The mechanism of action is associated with the inhibition of androgen uptake and/or inhibition of androgen binding in the nuclei of target tissue cells. Its ability to inhibit the effects of testosterone at the cellular level is in addition to the medication “castration” caused by gonadotropin-releasing hormone (GnRH) agonists.
Target organs of the pharmacological action of flutamide (the main component of Eulexin) are the prostate gland and seminal vesicles. Eulexin does not have estrogenic, antiestrogenic, progestogen and antiestrogenic properties.
Indications for use
Treatment of metastatic prostate cancer when testosterone suppression is indicated:
- at the beginning of treatment in combination with GnRH agonists;
- as an additional treatment for patients already receiving agonist therapy;
- in patients with surgical castration;
- with intolerance or ineffectiveness of other types of hormone therapy.
Dosage and administration
Eulexin is prescribed 1 tablet 3 times/day every 8 hours. The duration of treatment is determined by the attending physician. As part of clinical trials, therapy was carried out for 4.5 years. If a positive effect is achieved, the drug is used until signs of tumor progression appear.
In the case of combined therapy with GnRH agonists, both drugs can be prescribed at the same time, or Flutamide is started 3 days before the first administration of GnRH agonists.
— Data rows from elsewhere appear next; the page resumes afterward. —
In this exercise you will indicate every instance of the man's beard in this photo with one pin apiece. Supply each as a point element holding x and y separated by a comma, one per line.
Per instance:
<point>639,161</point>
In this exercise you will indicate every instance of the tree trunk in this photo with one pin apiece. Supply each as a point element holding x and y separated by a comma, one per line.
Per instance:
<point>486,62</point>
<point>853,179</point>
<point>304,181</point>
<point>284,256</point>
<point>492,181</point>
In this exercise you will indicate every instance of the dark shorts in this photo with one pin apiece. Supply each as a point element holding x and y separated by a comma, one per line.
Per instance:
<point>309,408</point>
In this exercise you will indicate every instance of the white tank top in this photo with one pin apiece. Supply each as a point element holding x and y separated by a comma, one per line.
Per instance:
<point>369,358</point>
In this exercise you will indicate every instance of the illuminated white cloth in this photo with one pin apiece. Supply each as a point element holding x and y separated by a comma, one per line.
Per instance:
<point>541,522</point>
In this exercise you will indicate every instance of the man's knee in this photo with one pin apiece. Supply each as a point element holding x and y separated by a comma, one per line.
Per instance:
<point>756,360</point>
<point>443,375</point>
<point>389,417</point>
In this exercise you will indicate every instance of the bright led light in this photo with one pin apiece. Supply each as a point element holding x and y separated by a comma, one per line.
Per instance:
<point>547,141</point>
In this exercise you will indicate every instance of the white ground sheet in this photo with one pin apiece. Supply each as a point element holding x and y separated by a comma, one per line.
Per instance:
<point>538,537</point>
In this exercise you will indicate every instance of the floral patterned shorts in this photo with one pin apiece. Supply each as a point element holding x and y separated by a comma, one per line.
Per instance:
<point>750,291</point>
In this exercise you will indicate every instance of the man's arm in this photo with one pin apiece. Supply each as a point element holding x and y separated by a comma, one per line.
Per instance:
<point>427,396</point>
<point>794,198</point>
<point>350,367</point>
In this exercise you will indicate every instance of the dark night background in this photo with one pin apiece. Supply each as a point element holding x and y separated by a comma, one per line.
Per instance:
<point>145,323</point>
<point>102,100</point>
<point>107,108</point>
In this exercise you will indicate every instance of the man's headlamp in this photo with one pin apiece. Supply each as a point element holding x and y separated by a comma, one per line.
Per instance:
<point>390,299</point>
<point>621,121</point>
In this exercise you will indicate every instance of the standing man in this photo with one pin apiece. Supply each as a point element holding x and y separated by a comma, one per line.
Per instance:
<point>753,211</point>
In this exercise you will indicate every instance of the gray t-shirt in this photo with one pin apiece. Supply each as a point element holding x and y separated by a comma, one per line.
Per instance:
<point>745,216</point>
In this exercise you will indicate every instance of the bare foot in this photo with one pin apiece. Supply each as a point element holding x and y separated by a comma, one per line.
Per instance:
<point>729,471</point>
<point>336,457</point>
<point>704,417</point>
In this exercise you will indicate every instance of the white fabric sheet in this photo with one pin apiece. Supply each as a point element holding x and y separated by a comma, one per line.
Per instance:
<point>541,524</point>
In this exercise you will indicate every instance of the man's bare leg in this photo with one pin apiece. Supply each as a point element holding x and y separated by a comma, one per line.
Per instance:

Do not withdraw or arrest treatment without consulting your physician.
Flutamide should be started 8 weeks before the beginning of external radiation therapy and continued throughout the course of radiation therapy.
If you miss a dose, continue treatment as usual. Do not take extra tablets.
- Hypersensitivity to flutamide or to any other drug component;
- Severe hepatic failure;
- Children’s age (safety and efficacy not detected).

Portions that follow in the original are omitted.